Model size is existential

Whisper's tiny model produces absolute silence where Arti speaks. The large model recovers her voice. This isn't an optimization — it's whether we capture half the conversation.

Same audio, different models
tiny: [silence]
large: "Dad, why do the fondos and the goros want to be king?"

AI & Kids

Once I have transcribed stories, the generative AI applications seem easy and obvious. Extract recurring themes and characters using a sprinkle of local model intelligence? (Seems fine) Generate Nano Banana illustrations of characters in the style of famed Pixar illustrator, Sanjay Patel? (um.. not cool) Build an Eleven Labs powered penguin companion stuffy that tells stories with a voice that sounds exactly like Daddy? (OH GOD. WHAT HAVE I DONE)

Models were trained on creatives' work without permission or money, but the tech is here. It's not disappearing. Our kids will grow up with it. What should its place be in their lives? How do I approach building on such a fraught foundation? (Meanwhile, Choksi, you use AI for coding every day... what about that IP? Hypocrite!)

What does it do to a kid when their thoughts skip straight to a generated image? Isn't the whole point to have those ideas live in your head, and then if you decide to put in the effort, pick up a crayon and be delighted with what your hands can make? What happens when a four-year-old forms a relationship with something that talks back to her whenever she wants, optimized to build attachment, before her brain is fully cooked?

So where do I go once the audio → transcripts system is built? Not sure. I know the point isn't to outsource storytelling, creativity, or imagination to machines. It's to understand our voices as storytellers. And have fun.

I do believe this project will help me clarify my own red lines about AI/technology and kids.

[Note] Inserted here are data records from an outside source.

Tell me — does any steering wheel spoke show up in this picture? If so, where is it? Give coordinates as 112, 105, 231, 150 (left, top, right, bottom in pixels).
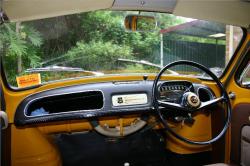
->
197, 96, 226, 110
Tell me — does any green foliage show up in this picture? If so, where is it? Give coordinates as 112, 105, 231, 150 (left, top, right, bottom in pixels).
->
0, 11, 228, 85
60, 41, 132, 70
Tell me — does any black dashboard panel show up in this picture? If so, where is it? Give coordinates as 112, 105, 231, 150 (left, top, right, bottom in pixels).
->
14, 81, 153, 126
14, 81, 215, 126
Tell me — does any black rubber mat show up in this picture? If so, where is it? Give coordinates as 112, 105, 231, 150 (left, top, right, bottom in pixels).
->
55, 130, 166, 166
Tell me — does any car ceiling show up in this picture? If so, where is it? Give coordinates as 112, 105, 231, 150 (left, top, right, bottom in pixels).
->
0, 0, 250, 28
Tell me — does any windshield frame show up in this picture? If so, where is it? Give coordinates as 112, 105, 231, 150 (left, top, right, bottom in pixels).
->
0, 17, 247, 92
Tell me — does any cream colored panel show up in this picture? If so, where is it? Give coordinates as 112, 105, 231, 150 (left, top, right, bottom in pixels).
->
3, 0, 113, 22
173, 0, 250, 27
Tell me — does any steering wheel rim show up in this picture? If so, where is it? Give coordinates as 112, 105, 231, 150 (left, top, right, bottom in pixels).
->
152, 60, 232, 145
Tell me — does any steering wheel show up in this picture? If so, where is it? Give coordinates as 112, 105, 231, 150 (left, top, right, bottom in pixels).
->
152, 60, 232, 145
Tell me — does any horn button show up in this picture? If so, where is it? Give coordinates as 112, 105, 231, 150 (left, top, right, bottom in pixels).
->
182, 92, 201, 108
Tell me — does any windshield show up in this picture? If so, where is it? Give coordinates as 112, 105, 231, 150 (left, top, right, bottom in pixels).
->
0, 11, 242, 88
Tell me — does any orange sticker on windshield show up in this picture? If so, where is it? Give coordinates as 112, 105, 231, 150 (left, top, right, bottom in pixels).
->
16, 73, 41, 88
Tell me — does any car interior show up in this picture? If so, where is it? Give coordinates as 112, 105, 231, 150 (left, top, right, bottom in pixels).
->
0, 0, 250, 166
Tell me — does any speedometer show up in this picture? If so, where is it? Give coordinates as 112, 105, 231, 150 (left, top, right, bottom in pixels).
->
159, 81, 194, 103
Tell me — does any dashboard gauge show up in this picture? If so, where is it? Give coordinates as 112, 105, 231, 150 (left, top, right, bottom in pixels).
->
158, 81, 194, 103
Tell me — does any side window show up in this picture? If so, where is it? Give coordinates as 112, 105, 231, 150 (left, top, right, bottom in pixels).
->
240, 61, 250, 87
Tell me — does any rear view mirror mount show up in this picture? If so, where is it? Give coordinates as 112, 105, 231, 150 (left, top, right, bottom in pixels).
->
124, 15, 157, 32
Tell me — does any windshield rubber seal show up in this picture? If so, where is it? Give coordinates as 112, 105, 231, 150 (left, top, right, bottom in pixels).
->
234, 42, 250, 89
0, 27, 247, 92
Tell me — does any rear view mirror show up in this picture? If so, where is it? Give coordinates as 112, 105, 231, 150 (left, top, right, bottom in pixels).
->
124, 15, 157, 32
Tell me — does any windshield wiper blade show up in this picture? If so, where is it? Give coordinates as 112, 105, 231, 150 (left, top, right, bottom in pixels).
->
118, 58, 179, 75
25, 65, 104, 76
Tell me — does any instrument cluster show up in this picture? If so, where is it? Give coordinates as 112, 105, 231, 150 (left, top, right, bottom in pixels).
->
158, 81, 194, 103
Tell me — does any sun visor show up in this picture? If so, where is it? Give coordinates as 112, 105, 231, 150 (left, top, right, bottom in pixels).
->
173, 0, 250, 28
3, 0, 114, 22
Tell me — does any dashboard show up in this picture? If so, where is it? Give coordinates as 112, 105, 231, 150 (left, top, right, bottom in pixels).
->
14, 80, 214, 126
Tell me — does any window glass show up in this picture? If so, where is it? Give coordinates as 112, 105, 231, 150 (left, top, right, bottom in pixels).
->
0, 10, 243, 87
240, 61, 250, 87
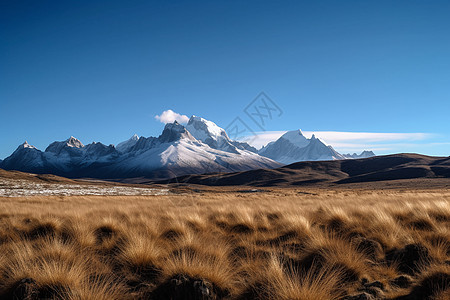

As I work on this, I'm talking to child development experts, artists, and writers in my children's media, animation, writing, and edTech networks to help sharpen my thinking.

Guiding Principles

Immediate Connection

Removing friction brings creative choices you could not have imagined before.

Hard Fun

The best learning happens when you're building something you actually want.

Calm Technology

Technology can live on the periphery, there when you need it, and otherwise invisible.

The Arti Test

(Me)

I only work on things for kids that I'd give my child.

Learning

Part of why I am excited about this project: I get to learn things I actually want to learn.

  • AI-assisted development (Claude Code)
  • Audio ML pipelines (Whisper, pyannote)
  • IoT capture devices (ESP32)
  • Edge ML deployment (Jetson, CUDA)
  • Local-first architecture

When I realized this bedtime story project gave me a reason to explore NVIDIA's CUDA/Jetson stack, I was unreasonably happy. Robot-brain tech! Positronic! That's exciting. And I do want to have a voice in the rooms where these things that will interact with us — our families, our kids — get built.